Groysman’s role in working out a blueprint for de-centralising local powers in the separatist-minded east feeds into the task of bringing peace to the region, one of the main tasks before the new leadership.
Yatseniuk confirmed all the same that, as prime minister, he would expect to work in close tandem with Poroshenko.
He said Poroshenko’s bloc was “the main strategic partner for bringing about change in the country,” confirming that the partnership between the two men would be likely to dominate the political landscape in the near future.
Sunday’s election and the formation of a new parliament and government are intended to draw a line under the turmoil and war of the past year.
Irked by the ousting of pro-Russian leader Viktor Yanuovich last February by Kiev street protests, Russia annexed Crimea and backed the separatists when rebellions against the new pro-Western leaders in Kiev broke out in the industrialized east.
With the death toll in the conflict in the east at more than 3,700 and relations with Russia, Ukraine’s main energy supplier, at rock bottom, settling the separatist conflict is one of the main tasks facing the new leadership.
The 40-year-old magisterial Yatseniuk, a former economy and foreign minister whose has made hawkish comments about Russia during the crisis, once called the prime minister’s job “political suicide”.
But he is a favorite with the West because of his commitment to deep, sometimes unpopular, reform and his calm direction of the war-ravaged economy.
Once the party vote count is complete and votes are in also from single-mandate constituencies, Yatseniuk said a coalition should be pulled together from all the pro-Europe parties which had qualified for parliamentary representation for them to decide on the make-up of the new government.
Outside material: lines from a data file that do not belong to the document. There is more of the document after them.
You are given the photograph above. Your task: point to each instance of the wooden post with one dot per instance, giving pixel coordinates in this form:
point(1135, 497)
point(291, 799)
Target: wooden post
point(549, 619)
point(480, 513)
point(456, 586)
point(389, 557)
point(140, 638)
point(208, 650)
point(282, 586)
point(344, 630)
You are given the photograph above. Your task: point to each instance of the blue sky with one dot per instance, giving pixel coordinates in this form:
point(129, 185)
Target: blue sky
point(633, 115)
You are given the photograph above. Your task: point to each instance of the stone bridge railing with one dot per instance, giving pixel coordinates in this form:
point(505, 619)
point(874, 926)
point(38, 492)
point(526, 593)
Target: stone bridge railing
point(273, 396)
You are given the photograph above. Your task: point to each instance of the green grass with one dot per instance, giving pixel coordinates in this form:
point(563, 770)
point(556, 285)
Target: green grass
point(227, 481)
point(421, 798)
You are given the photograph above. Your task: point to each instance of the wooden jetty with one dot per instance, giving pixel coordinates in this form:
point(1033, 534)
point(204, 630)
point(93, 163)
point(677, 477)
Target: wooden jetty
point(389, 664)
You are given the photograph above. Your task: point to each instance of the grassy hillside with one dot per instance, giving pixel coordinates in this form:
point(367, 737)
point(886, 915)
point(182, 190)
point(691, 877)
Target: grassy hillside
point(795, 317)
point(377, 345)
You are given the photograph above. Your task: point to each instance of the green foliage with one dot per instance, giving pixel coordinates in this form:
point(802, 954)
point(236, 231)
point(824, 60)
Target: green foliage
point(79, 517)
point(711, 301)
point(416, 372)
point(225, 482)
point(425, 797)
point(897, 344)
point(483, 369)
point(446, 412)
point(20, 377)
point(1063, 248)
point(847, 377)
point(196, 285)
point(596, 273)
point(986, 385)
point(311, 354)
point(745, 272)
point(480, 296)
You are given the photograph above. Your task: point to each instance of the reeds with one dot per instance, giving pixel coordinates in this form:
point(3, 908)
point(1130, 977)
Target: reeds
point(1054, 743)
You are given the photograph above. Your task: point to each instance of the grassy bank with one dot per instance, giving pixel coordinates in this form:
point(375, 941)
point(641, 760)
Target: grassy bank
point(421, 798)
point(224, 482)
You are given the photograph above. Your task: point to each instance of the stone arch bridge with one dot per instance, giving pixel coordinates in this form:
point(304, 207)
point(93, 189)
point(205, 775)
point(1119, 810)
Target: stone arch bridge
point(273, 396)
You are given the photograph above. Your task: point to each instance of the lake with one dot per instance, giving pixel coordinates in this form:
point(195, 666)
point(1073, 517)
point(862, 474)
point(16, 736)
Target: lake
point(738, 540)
“I propose we call this the European Ukraine coalition,” he said. “A new pro-Europe government and a new pro-reform European majority should emerge in parliament which will be capable of launching speedy reforms that can not be put off,” he said.
He said he would like all the pro-Europe parties to take part in power-sharing talks, including the Batkivshchyna (Fatherland) party of former prime minister Yulia Tymoshenko, a radical populist party and Samopomich (Selfhelp), a party headed by the mayor of the western city of Lviv.
He said he hoped a parliamentary coalition could take shape within the next three weeks to allow for the naming of a possible government.
Much though depends on the next moves of Russian President Vladimir Putin, the principal actor in the geo-political crisis between Russia and the West over Ukraine.
To Kiev’s dismay, Russia on Tuesday came out in support of a rebel vote for autonomy in separatist-controlled areas of the east next Sunday despite earlier saying it would respect the results of the Ukraine’s national election last Sunday.
Poroshenko on Wednesday denounced the planned rebel vote. “Under the barrels of automatic weapons, the terrorists and bandits …want to make a fake show of self-expression for the people of Donbass,” he said referring to the historic name for the industrialized east.
Russia opposes Kiev’s plans to join the European Union and is seeking to unstitch a landmark association agreement between the EU and Ukraine. As well as being able to exert pressure over gas supplies, Putin could also remove trade concessions from Kiev if it leans too sharply towards the West.